Mechanism: Senescent Fibroblasts and Neutrophil Traps
Chemotherapy induces senescence in lung fibroblasts—specialized connective tissue cells that enter an aged, non-dividing state but secrete inflammatory factors (senescence-associated secretory phenotype, or SASP). These senescent fibroblasts release proteins that recruit neutrophils and trigger them to form neutrophil extracellular traps (NETs)—weblike DNA structures that normally trap pathogens but here remodel the lung microenvironment.
NETs degrade tumor-suppressing elements in the extracellular matrix and create a niche favoring cancer cell regrowth. The result: dormant DTCs wake up, proliferate, and colonize the lungs.

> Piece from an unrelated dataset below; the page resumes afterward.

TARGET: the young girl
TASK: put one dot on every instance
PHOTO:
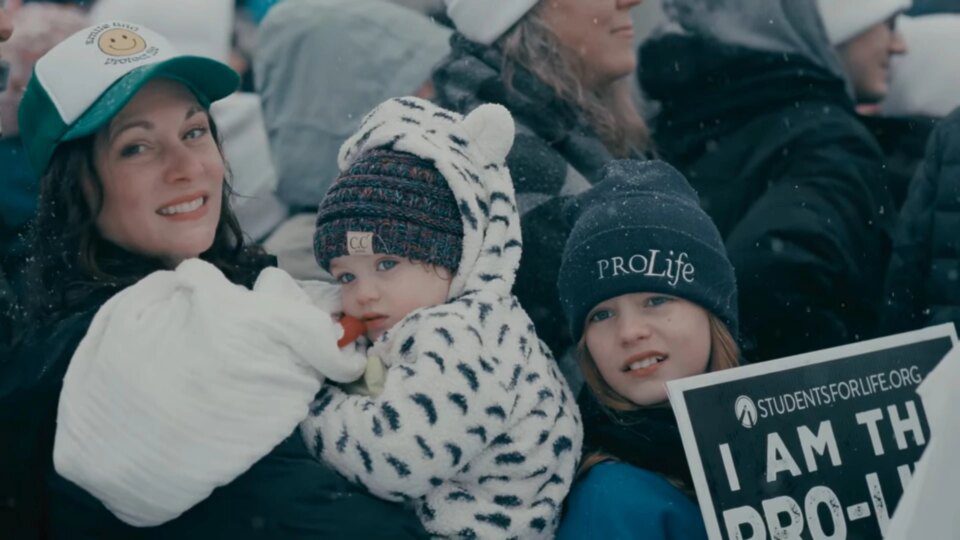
(650, 296)
(474, 425)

Potential Fix: Senolytics to Block the Cascade
The researchers tested combining chemotherapy with senolytic drugs, which selectively kill senescent cells. In mice, adding senolytics like dasatinib and quercetin to doxorubicin reduced senescent fibroblasts, limited NET formation, and curbed metastatic relapse.
Since the senolytics have shown acceptable safety profiles and benefits in clinics, this could be a promising strategy and warrant further clinical investigation
A phase II trial is underway testing dasatinib plus quercetin with chemotherapy in triple-negative breast cancer patients—an aggressive subtype lacking standard hormone targets.
Broader Implications for Treatment Paradigms
This isn't isolated. Prior U.S. research showed high-dose radiation can paradoxically spur metastatic growth. The Chinese findings add chemotherapy to the list of standard treatments that may accelerate spread in some contexts by altering the distant microenvironment.
The discovery demands reevaluation of how oncologists balance primary tumor control against metastasis risk. For survivors, interrupting dormancy awakening could extend remission. Yet the study underscores a hard truth: conventional therapies carry mechanisms that institutions have downplayed, leaving patients exposed to relapse driven by the very drugs meant to save them.